There's another corollary: The higher the cost of a spot, generally, the higher the CPM. Smaller shows with lower costs for 30-second commercials can offer more bang-or at least eyeballs-for the buck. The average prime-time spot this season sold for $115,799, with prices ranging from $12,871 ("UPN Movie Friday") to $455,700 ("Friends"), according to Ad Age's fall survey (AA, Sept. 30). Advertisers pay less than $12 to reach 1,000 of UPN's viewers on Friday, an off-night for prime-time advertising; that's about one-third the CPM of "Friends."

23% premium

For the past three seasons, advertisers have paid an 18-49 CPM premium of about 23% for spots selling above $200,000, vs. the average CPM for network prime time, according to an analysis of Nielsen ratings and Ad Age fall pricing surveys, which are based on data from media buyers with input from networks. Over the same period, CPMs on shows with spots selling below $100,000 were about 20% below the average CPM.
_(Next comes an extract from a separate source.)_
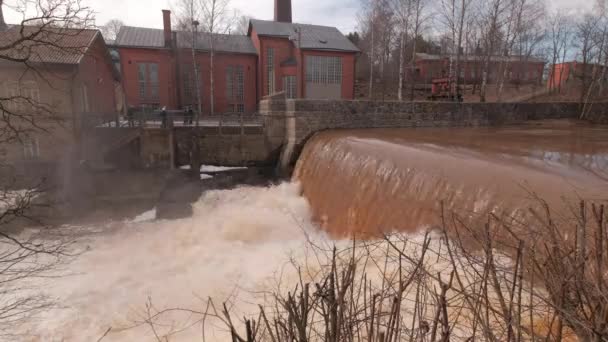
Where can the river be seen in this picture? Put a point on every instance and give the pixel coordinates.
(239, 242)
The same analysis, using measured-spending estimates from Nielsen Monitor-Plus rather than Ad Age survey prices, offers the same general conclusion, except the premium for high-priced shows is higher and the discount for low-priced shows is lower.

A similar trend tends to follow for individual networks. At NBC, for example, its three shows priced above $300,000-"Friends," "E.R.," "Will & Grace"-this season commanded CPMs 33% above networks' average CPM while its shows with spots selling for less than $100,000 offered viewers for 17% below the average CPM, based on Ad Age figures.

The six major networks-Walt Disney Co.'s ABC; Viacom's CBS and UPN; News Corp.'s Fox; General Electric Co.'s NBC; AOL Time Warner's WB-declined to comment or said executives were not available because of upfront planning. Several privately dismissed the idea that low CPM shows offer a better deal than high-CPM offerings, disputed the figures from Ad Age's fall pricing survey and noted many advertisers buy packages rather than individual shows.

Some buyers see sweet spots. Mr. Seay, who builds a chart of the buying spectrum with high CPMs on the left and low CPMs on the right, likes to buy some big shows but puts much of his money in the middle. "The best value is the middle third."

Strategies

Mr. Seay has some favored buying strategies. One: "You take as many new shows as you can, but you take them in first, second and third quarter," after the worst fall performers have been canceled. A new show usually carries a lower CPM, so the early buyer gets a bargain if it's a hit. If a show fails, Mr. Seay said, the advertiser can get make-goods in something as good or better.

One of last fall's big flops was Fox's "Girls Club," which had one of the highest CPMs of the season (setting aside ratings guarantees) because of poor ratings. Advertisers had the opportunity for make-goods in a show that took its slot: ratings hit "Joe Millionaire."

There are numerous reasons to buy top shows, which can command a premium because of ratings, audience demographics, placement in the weekly schedule and ability to generate water-cooler buzz. NBC's Thursday night lineup-home to five of the 10 highest-priced shows-delivers advertisers a huge audience packed with young, educated viewers with money to spend.

"Shows that tend to be the highest rated tend to be around the longest and tend to be the most predictive, and over time they end up getting a premium for that," said Rino Scanzoni, president of the broadcast division at WPP Group's Mediaedge:cia, New York.

One buyer is looking low. "I'm paid to keep CPMs in check," said the buyer, who is trying to convince a big marketer to go on "Smackdown."